Paper Review: React: Synergizing Reasoning and Acting in Language Models
2024-7-9
This is my first paper review. I'm only pivoting into AI safety research now, so I've got a lot of catching up to do. Feel free to skim these to see my
Paper here. Reading papers following the method here.
First Pass
Intro
- Unifying chain of thought reasoning and the actions based on that reasoning; this feels archaiac.
- Benchmarks idk: HotpotQA and Fever
- No, sorry, this is different than chain of thought; the new innovation here is letting the agent actually Act within it's chain of thought. Chain of thought only allows internal knowledge.
Fact Retreival
- Reasoning and acting is better than just acting - this is in the simple fact
- ReAct is not much better in succeeding in CoT, but it is better at: not hallucinating. It is worse in that it is more likely to get caught in reasoning loops. Search being successful is the most important input... this seems to make sense
Decision Making Tasks
- React signifigantly outperforms the benchmarks here, Act especially.
- Benchmarks idk: ALFWorld and Webshop.
- Out performs IL (imitation learning) and RL (reinforcement learning).
Conclusion:
- They introduced react, ya. Not chain of thought or just action because it is the model that allows users to.
Appendices
- The prompt and format is pretty simple.
- Just: Thought -> Act.
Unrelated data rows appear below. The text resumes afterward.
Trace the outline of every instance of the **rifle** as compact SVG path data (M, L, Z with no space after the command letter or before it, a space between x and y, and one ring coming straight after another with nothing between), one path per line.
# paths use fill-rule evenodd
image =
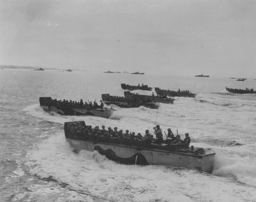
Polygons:
M166 138L168 138L168 137L167 137L167 136L166 135L166 133L165 133L165 131L164 131L164 134L165 134L165 136L166 136Z

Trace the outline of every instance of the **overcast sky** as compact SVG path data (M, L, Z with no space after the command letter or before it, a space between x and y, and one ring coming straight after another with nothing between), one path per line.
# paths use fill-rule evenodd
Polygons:
M256 77L255 0L0 0L0 65Z

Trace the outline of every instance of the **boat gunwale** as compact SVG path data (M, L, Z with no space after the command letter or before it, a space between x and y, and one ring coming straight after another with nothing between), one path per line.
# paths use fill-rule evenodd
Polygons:
M69 139L71 140L75 140L76 141L79 140L80 141L82 141L84 142L92 142L93 144L104 144L105 145L109 145L110 146L118 146L121 147L127 147L127 148L132 148L135 149L136 149L136 150L138 150L137 149L138 147L139 147L139 146L129 146L127 145L126 145L125 144L115 144L113 143L105 143L105 142L98 142L96 141L93 141L93 140L85 140L84 138L82 139L80 138L77 138L75 137L73 137L73 138L70 138L69 137L66 137L66 139ZM114 139L114 138L113 138L113 139ZM120 140L122 140L122 139L118 139ZM138 142L134 142L137 143ZM154 144L154 143L151 143L151 144L153 144L152 145L156 145L156 146L161 146L161 145L158 145L158 144ZM168 148L168 147L167 147ZM177 149L186 149L186 148L181 148ZM178 155L185 155L185 156L192 156L192 157L198 157L199 156L201 157L203 157L205 156L207 156L209 155L215 155L216 154L216 153L215 152L215 151L214 150L211 150L212 151L212 152L210 153L207 153L207 154L200 154L199 153L198 153L198 154L193 154L193 153L189 153L189 152L178 152L178 151L171 151L170 150L160 150L159 149L154 149L154 148L150 148L150 147L149 147L148 146L146 146L146 147L143 147L143 148L141 149L141 150L148 150L149 151L156 151L156 152L163 152L165 153L171 153L171 154L178 154Z

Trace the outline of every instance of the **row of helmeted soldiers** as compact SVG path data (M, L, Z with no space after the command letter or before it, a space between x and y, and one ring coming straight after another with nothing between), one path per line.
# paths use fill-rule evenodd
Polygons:
M71 100L68 101L65 99L64 99L63 100L57 100L56 99L53 99L51 98L45 102L48 105L64 107L85 107L96 109L97 108L103 108L104 106L104 103L102 100L100 101L101 104L99 105L98 105L96 100L94 101L93 104L91 101L90 102L89 100L88 100L88 103L86 102L84 103L83 99L82 99L80 100L80 102L77 102L72 101Z
M170 128L168 129L168 134L167 135L168 140L170 141L166 142L163 140L162 130L159 125L157 125L154 127L154 134L156 138L153 139L153 136L149 133L149 130L145 131L145 134L143 137L140 133L137 135L134 132L130 132L129 130L126 130L125 132L123 133L123 130L117 130L117 127L115 127L114 129L111 127L108 127L106 129L104 125L103 125L100 129L98 126L93 128L91 125L87 125L84 127L82 126L81 124L78 126L73 126L75 131L78 133L84 133L85 136L93 135L96 136L103 136L115 139L120 139L125 140L134 141L136 142L143 142L146 144L150 144L151 143L161 144L162 143L167 143L167 146L176 145L177 146L188 147L190 143L190 137L188 133L186 133L186 137L184 140L180 138L180 135L177 135L174 137Z
M106 96L104 98L104 100L106 101L113 101L118 102L151 102L152 101L148 97L145 98L140 98L138 99L137 97L125 97L123 96L116 96L110 95L109 96Z

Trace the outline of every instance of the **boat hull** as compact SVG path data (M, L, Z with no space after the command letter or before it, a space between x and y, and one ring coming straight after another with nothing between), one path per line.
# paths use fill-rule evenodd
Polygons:
M212 170L215 152L212 150L197 153L190 149L173 149L162 145L166 144L146 145L141 142L86 135L74 129L77 128L78 125L86 126L82 121L66 122L64 127L67 141L77 153L82 150L97 151L109 159L128 164L159 165L208 173Z
M226 90L229 93L238 93L239 94L256 94L256 91L253 90L246 90L234 89L229 88L226 87Z
M41 97L43 98L44 97ZM113 113L112 109L92 109L86 107L77 107L57 106L44 103L39 99L40 106L48 113L55 112L61 115L67 116L95 116L108 118Z
M77 124L72 126L75 122ZM166 144L146 145L141 142L86 135L74 129L80 124L85 126L84 121L64 124L67 141L77 153L82 150L97 151L109 159L127 164L159 165L196 169L209 173L212 170L215 154L212 150L197 153L190 150L164 146Z
M121 87L124 90L152 90L152 88L151 87L142 87L136 86L130 86L126 85L125 84L121 84Z
M179 92L177 91L173 91L172 90L161 90L159 88L155 88L155 91L158 94L163 93L167 96L170 97L192 97L195 98L196 97L196 94L195 93L186 93Z
M152 102L126 101L125 99L122 99L122 98L114 98L113 97L111 98L108 94L102 94L101 98L102 101L106 105L115 105L124 108L134 108L143 106L151 109L157 109L159 106L156 103Z
M156 96L153 97L150 95L133 94L131 93L130 91L125 91L124 93L125 97L136 97L139 99L148 98L151 101L156 103L173 104L174 100L173 98L160 98Z

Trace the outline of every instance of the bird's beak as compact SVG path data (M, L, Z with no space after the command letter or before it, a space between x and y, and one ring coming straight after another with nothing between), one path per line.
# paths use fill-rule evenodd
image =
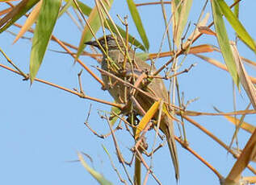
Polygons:
M98 43L96 41L89 41L89 42L85 43L85 44L90 45L90 46L94 46L94 47L99 47L99 44L98 44Z

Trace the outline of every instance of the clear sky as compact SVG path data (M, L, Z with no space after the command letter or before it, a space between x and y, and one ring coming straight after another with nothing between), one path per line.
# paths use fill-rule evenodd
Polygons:
M94 6L93 2L90 1L89 4ZM191 21L190 33L195 28L193 23L197 22L203 2L193 2L189 17L189 20ZM227 2L231 4L233 1ZM115 14L118 14L121 17L128 14L129 32L140 39L125 3L125 1L115 1L111 14L118 23L120 22ZM3 2L1 2L0 10L5 6ZM170 8L167 6L166 7ZM256 33L254 19L252 18L255 7L253 1L242 1L240 10L241 23L253 38L255 38ZM141 6L138 10L149 39L149 52L157 52L164 33L161 6ZM206 12L210 11L208 4ZM25 18L22 18L19 23L23 23L24 20ZM212 20L212 18L210 16L210 21ZM230 39L234 39L234 31L229 25L227 27ZM19 29L10 27L9 31L18 33ZM67 14L64 14L57 20L53 35L63 41L78 45L81 32ZM102 31L99 31L97 35L103 35ZM31 38L32 35L27 33L25 36ZM12 44L14 39L15 37L6 31L1 34L0 47L21 69L28 72L31 42L29 39L19 39ZM166 43L166 41L162 49L164 51L168 50ZM203 36L195 45L199 43L217 46L216 39L209 35ZM63 51L57 43L52 42L48 49ZM241 42L239 42L238 49L241 56L255 60L255 55ZM223 62L219 53L214 52L207 56ZM95 60L87 56L81 56L81 60L99 75L91 67L98 65ZM168 58L157 60L157 63L160 64L157 65L161 65L167 60ZM178 60L183 60L183 57ZM2 55L0 64L9 66ZM77 74L82 68L78 64L74 66L73 64L73 59L69 55L48 50L37 77L71 89L78 88ZM188 73L181 75L178 81L180 91L184 92L185 101L199 97L199 100L191 103L187 109L200 112L214 112L212 106L216 106L221 111L233 111L233 84L230 76L226 72L191 56L186 58L180 70L188 68L192 64L197 64L196 67ZM255 76L254 70L249 72ZM108 133L107 122L101 119L99 115L103 113L103 111L109 111L110 106L81 99L38 82L30 86L29 81L23 81L21 76L1 68L0 79L0 184L97 184L77 161L78 151L89 154L93 159L93 163L86 158L88 164L94 166L113 184L120 184L101 146L104 145L107 148L122 176L125 177L121 165L118 163L112 138L99 138L84 125L91 105L90 125L99 134ZM107 92L101 90L100 85L86 71L82 73L82 80L86 95L112 101ZM241 94L237 94L237 91L236 92L237 109L245 109L249 103L246 94L243 90ZM193 119L224 142L229 144L234 126L225 118L199 117ZM250 115L246 116L245 121L254 124L254 120L255 116ZM235 162L233 156L227 154L225 149L190 123L185 122L185 126L190 146L223 176L226 176ZM178 136L176 123L174 127ZM124 158L128 161L131 160L128 149L134 143L127 137L124 130L118 131L116 136L124 150ZM147 135L149 142L153 142L153 132ZM240 132L241 148L243 148L249 137L245 131ZM205 165L178 143L177 146L181 173L178 184L219 184L217 177ZM170 161L169 151L165 145L163 149L155 154L153 159L154 172L162 184L176 183ZM128 169L132 173L132 168ZM245 175L252 175L248 171L246 171ZM150 176L148 184L155 183Z

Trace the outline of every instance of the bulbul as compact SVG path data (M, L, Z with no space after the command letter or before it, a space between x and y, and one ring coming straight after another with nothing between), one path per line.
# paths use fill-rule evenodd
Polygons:
M98 47L103 55L101 63L101 68L124 80L131 84L136 81L136 78L143 72L146 74L153 74L156 68L153 65L149 65L145 61L136 56L135 51L125 47L124 42L118 36L111 35L99 38L97 41L90 41L85 44L91 45ZM124 61L125 60L125 61ZM124 64L125 63L125 64ZM126 104L132 102L129 97L132 96L131 91L132 88L129 86L124 87L124 83L114 79L106 73L102 74L102 78L105 84L105 88L108 90L115 102L120 104ZM133 102L135 110L137 114L142 115L141 108L147 112L153 104L155 102L151 97L162 98L164 101L168 102L168 93L163 80L161 78L152 78L141 83L139 86L145 94L136 91L133 97L137 101ZM133 90L134 91L134 90ZM141 106L141 108L136 108ZM154 116L157 119L157 113ZM168 146L175 170L176 179L179 178L179 169L176 145L174 141L174 134L172 120L167 115L162 113L160 129L166 136Z

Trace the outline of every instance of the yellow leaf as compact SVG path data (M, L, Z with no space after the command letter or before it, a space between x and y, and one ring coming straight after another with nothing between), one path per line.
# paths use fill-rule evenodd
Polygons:
M139 122L139 125L136 130L135 133L135 138L137 139L140 136L141 132L144 130L144 128L146 126L147 123L149 121L149 120L153 117L153 115L156 113L156 112L158 109L160 101L155 101L153 105L150 107L150 109L148 110L148 112L145 114L145 116L142 117L141 121Z

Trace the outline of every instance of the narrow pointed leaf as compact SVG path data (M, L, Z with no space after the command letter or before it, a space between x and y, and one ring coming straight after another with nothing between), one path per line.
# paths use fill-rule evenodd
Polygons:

Then get an Observation from the Act, and then go on to the next round.
- Human in the loop? They consider this; they say it can help correct problematic traces.
- I do not look to deeply into fine-tuning smaller models. Overall, I am very suspicious that fine-tuning smaller models is actually a useful long-term strategy.
Citations
- I know 0 of these citations.
- Want to read: Large language models are zero-shot reasoners.
No second and third passes are required on this paper for now.
My Conclusions
- Basic framework of (Thought -> Act -> Observe)* is very simple. Notably, though, when naively implementing a basic agent without a framework, it's easy to go straight to Act -> Observe, skipping the explicit planning stages. This apparently decreases the success.
- In practice, I have observed the reasoning loops that these agents can stuck in. I do not think it is unique to Act, but it is reasonably common with what happens with Mito AI.
- Human in the loop, fine-tuning smaller models. Both of these things increase success in the short-term on benchmarks, and perhaps they are enough to take current systems to useful. But long-term they are BS strategies.
- It's remarkable how much concern there was for exposing LLMs to the internet / for arbitrary code execution in the early days; this is pretty much not a concern anymore, we just let these things run free in most cases (even when prompts are injectable).